Pope Benedict XVI, in his encylical Spe Salvi, speaks of such conditions of the human will:
Our choice, which in the course of an entire life takes on a certain shape, can have a variety of forms. There can be people who have totally destroyed their desire for truth and readiness to love, people for whom everything has become a lie, people who have lived for hatred and have suppressed all love within themselves. This is a terrifying thought, but alarming profiles of this type can be seen in certain figures of our own history. In such people all would be beyond remedy and the destruction of good would be irrevocable: this is what we mean by the word Hell. On the other hand there can be people who are utterly pure, completely permeated by God, and thus fully open to their neighbours—people for whom communion with God even now gives direction to their entire being and whose journey towards God only brings to fulfilment what they already are.
Yet we know from experience that neither case is normal in human life. For the great majority of people—we may suppose—there remains in the depths of their being an ultimate interior openness to truth, to love, to God. In the concrete choices of life, however, it is covered over by ever new compromises with evil—much filth covers purity, but the thirst for purity remains and it still constantly re-emerges from all that is base and remains present in the soul.
The implication here is that most people are basically good at a fundamental level. They have a good will simply speaking, even if not in every respect. Some Catholics might object to Pope Benedict’s position, saying that it is not easily reconciled with previous Catholic teaching, much in the way that James Larson condemns Amoris Laetitia. If people remain fundamentally good as long as they have not “lived for hatred and have suppressed all love within themselves,” it is not easy to see how this can be reconciled with Pope John Paul II’s teaching in Veritatis Splendor when he condemns theories that separate a fundamental option from particular acts:
67. These tendencies are therefore contrary to the teaching of Scripture itself, which sees the fundamental option as a genuine choice of freedom and links that choice profoundly to particular acts.

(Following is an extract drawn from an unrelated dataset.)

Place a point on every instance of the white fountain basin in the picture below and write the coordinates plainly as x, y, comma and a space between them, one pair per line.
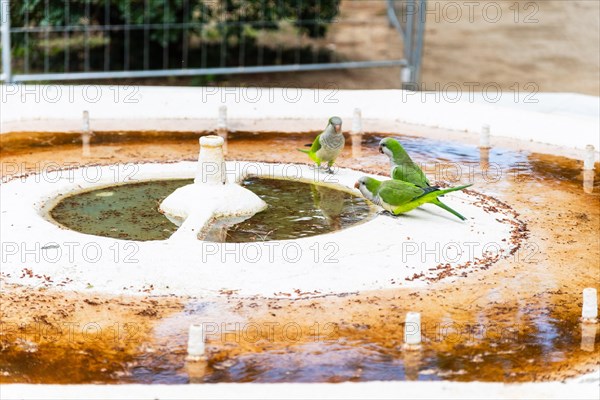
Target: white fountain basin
402, 251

By his fundamental choice, man is capable of giving his life direction and of progressing, with the help of grace, towards his end, following God’s call. But this capacity is actually exercised in the particular choices of specific actions, through which man deliberately conforms himself to God’s will, wisdom and law. It thus needs to be stated that the so-called fundamental option, to the extent that it is distinct from a generic intention and hence one not yet determined in such a way that freedom is obligated, is always brought into play through conscious and free decisions. Precisely for this reason, it is revoked when man engages his freedom in conscious decisions to the contrary, with regard to morally grave matter.
The idea here is that if someone does something seriously wrong, even in an individual case, the person becomes a bad person simply speaking. This does not seem to fit very well with Pope Benedict’s suggestion, which seems to imply that someone can become truly evil only through a long process which eliminates love and goodness from their life.
The tension here is real. I have touched on this issue elsewhere, as for example while discussing the human tendency to divide people into “good people” and “bad people.” Nonetheless, it is presumably possible to reconcile these statements at least in a technical sense, much as I showed that Pope Francis does not contradict Catholic doctrine in Amoris Laetitia.
In any case, common sense is enough to tell us that being a “good person” is to some extent a matter of degree. Most people care about doing good to some extent, even if some care more than others, and most people wish to avoid evil, even if they do not avoid every evil, and even if they have no wish to avoid certain particular evils.